I was wondering... How many records I can really say I know, instead of just saying i "have" it. My collection certainly has 100+ records I never had time to spin. I probably know each song reasonably well in 1000+ albums. Never counted and haven't got a clue. Has anyone else thought about this?
Goodos to you for actually having heard your albums! The reason I have so many albums I haven't yet heard is that I've received bundles of lps and never bothered to sort them through. Sometimes there's real gems in there.. It's weird, sometimes I've had them for years. I don't think spotify would make my question meaningless, since I'm not thinking about what we haven't listened to, but what we have. On the other hand I don't mean we should come up with concrete values or numbers on this. Obviously, a record you've heard 20 times you know better than whatever you've heard twice.
All of them. I listen to all my unsealed records, and all my sealed ones are just duplicates of ones I already own so that doesn't really count. I'm not sure why I would buy an album what I would barely listen to but I know some treat music more as a smorgasbord than as a juicy steak to be enjoyed. -Richard
Sometimes it's fun not to 'know' every track on an album too well, as it can sometimes feel like discovering a 'new' track by a favourite artist.
Don't think I really know any record in my collection, I maybe know the words or when the guitar comes in, sometimes I think I'm fed up with this, but then I play it and find something new. Maybe I have too many records.
Define "know". If you mean I've listened to it, then it's close to everything (yeah, I'm sure I've got a few stragglers out there). If you mean that I know the track order by heart / know the producer's name / who mastered it etc, then that number goes down drastically. There's some alums I have that I have listened to dozens of times, and you asked me to name the track order I would not be able to do it.
You guys are right, it's not really that interesting now that I think about it. Who cares, really. Yesterday I felt like it was threadworthy.
I listen to music based on my mood or how challenging of a listen it is. Having had, at one point in time, 300 plus albums, I really knew 40. I don't think I will ever know "Trout Mask Replica" by Captain Beefheart ; it's too much of a challenge and not pleasing enough to my ears. I will put it on every 3 years. I think I bought it for the intellectual challenge. On another note, I can easily listen to Bowie's "Alladin Sane" over and over again. It's a lot "lighter". I definitely think you can make the same analogy with jazz and classical music where the music becomes more cerebral.
Yes, I've thought about it. When I didn't have very many records, I knew every note backwards (they were played constantly). Even today, I can listen to the albums I haven't heard for decades and still know every note. Now that I have bought so many records and CDs, I can say that I "know" only a small proportion of them. That's not to say that I haven't played some of them many times, but now I tend to "know" the songs I like, and there are fewer purchases that I can say I really "know". There are many records/cds I have bought in the last decade that I've listened to many times, but when I look at them I now can't recall what they are like. And there are many that I can say I've only played once or twice, as they didn't engage me enough to put more effort in (or I didn't think that the investment of repeated listening would pay off). I feel somewhat sad that I don't have the intimate connection with as many recordings that I would like, but there's so much music out there that I want to experience.

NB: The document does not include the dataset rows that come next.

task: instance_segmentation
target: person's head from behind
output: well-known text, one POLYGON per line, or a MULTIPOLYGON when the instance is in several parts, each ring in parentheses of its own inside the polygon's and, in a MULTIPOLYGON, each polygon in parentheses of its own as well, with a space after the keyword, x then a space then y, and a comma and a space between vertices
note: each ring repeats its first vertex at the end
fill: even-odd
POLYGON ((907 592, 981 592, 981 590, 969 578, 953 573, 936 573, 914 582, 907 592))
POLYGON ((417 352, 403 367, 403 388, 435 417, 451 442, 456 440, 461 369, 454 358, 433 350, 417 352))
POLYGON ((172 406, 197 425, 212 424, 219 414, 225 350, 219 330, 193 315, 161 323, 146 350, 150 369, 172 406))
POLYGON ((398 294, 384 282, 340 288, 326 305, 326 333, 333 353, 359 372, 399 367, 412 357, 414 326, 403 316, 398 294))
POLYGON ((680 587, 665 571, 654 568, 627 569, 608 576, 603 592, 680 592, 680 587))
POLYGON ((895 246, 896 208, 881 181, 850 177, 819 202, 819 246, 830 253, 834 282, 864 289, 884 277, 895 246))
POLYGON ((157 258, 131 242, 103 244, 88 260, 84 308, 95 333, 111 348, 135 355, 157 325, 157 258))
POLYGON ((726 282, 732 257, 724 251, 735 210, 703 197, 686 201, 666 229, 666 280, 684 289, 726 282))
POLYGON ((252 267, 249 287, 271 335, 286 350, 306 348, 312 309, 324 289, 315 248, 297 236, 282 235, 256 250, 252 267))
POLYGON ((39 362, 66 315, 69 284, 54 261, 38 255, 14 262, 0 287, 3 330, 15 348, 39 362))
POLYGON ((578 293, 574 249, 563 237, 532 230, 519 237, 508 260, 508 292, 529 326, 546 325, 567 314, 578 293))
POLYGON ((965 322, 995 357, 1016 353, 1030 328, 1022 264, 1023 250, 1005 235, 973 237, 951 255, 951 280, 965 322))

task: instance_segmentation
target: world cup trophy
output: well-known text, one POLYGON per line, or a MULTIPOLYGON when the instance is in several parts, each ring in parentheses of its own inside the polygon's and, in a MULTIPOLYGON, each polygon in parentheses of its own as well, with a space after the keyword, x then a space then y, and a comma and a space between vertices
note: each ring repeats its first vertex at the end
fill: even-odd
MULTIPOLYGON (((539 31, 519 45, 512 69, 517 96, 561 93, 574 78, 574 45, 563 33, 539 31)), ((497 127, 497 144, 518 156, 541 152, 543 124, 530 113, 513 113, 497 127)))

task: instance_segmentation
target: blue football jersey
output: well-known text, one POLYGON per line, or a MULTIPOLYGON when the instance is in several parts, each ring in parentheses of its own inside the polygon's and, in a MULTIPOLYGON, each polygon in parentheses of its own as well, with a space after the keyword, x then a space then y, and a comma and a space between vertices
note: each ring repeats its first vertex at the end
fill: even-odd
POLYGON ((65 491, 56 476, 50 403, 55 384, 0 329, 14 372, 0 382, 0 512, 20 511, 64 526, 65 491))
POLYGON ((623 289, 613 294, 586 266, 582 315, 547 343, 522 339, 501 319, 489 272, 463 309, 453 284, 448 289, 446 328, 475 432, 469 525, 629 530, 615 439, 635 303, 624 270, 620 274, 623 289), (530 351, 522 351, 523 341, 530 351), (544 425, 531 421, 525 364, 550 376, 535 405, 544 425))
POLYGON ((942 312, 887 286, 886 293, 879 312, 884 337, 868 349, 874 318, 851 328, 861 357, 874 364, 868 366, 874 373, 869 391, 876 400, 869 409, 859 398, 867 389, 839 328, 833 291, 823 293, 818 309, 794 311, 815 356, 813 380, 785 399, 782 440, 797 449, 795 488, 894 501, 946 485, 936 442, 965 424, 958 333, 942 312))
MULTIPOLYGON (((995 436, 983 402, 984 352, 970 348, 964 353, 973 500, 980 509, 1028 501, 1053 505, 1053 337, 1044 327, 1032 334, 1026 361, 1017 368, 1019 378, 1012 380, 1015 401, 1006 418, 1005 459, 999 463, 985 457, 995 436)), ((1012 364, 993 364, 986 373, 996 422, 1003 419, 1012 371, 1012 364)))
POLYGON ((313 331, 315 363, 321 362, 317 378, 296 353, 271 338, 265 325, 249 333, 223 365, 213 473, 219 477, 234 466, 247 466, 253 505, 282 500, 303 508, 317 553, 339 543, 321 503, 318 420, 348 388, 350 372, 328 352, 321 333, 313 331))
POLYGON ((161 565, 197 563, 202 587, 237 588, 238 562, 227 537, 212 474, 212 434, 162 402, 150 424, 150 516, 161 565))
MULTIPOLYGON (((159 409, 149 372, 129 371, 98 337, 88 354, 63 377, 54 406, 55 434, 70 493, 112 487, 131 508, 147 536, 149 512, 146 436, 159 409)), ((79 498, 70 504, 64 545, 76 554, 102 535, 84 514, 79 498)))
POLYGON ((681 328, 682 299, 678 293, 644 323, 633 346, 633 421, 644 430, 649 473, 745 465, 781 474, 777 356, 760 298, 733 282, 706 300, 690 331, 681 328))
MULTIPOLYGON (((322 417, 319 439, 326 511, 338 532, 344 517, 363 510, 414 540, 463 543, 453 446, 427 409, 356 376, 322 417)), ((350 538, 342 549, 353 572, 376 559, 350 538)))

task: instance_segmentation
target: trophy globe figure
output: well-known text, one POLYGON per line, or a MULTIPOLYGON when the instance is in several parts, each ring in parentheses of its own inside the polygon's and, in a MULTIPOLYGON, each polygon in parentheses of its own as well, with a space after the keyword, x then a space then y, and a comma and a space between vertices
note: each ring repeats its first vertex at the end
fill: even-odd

They are mainly records I bought when I was a teenager or young adult , I guess I just played them far more often that the stuff I buy these days
I think it's interesting. I have a lot of music that I know very well such that if I never actually heard the songs again they'd still be with me. At this moment I'm listening to Sixty Six To Timbuktu (Robert Plant anthology) and some of these tracks aren't familiar to me even though I've had them around for years.
Same here. When I was a penniless student, I had a little amount of cassettes and CDs but in retrospect I feel I enjoyed that little collection way more than the -too big?- current one
There is a confusion here between know as in understand and know as in recognize and remember. To recognize a musical work is fairly easy while to recall it is very difficult. To understand it would require literary and musical analysis plus whatever aspects someone regards subjectively as understanding. I would say for the average listener that being able to recognize any changes to a work would be what would be called really knowing a work. So if we were to change a line of lyrics or change the notes in a solo or add a background instrument etc etc the listener could identify the change without listening to the original.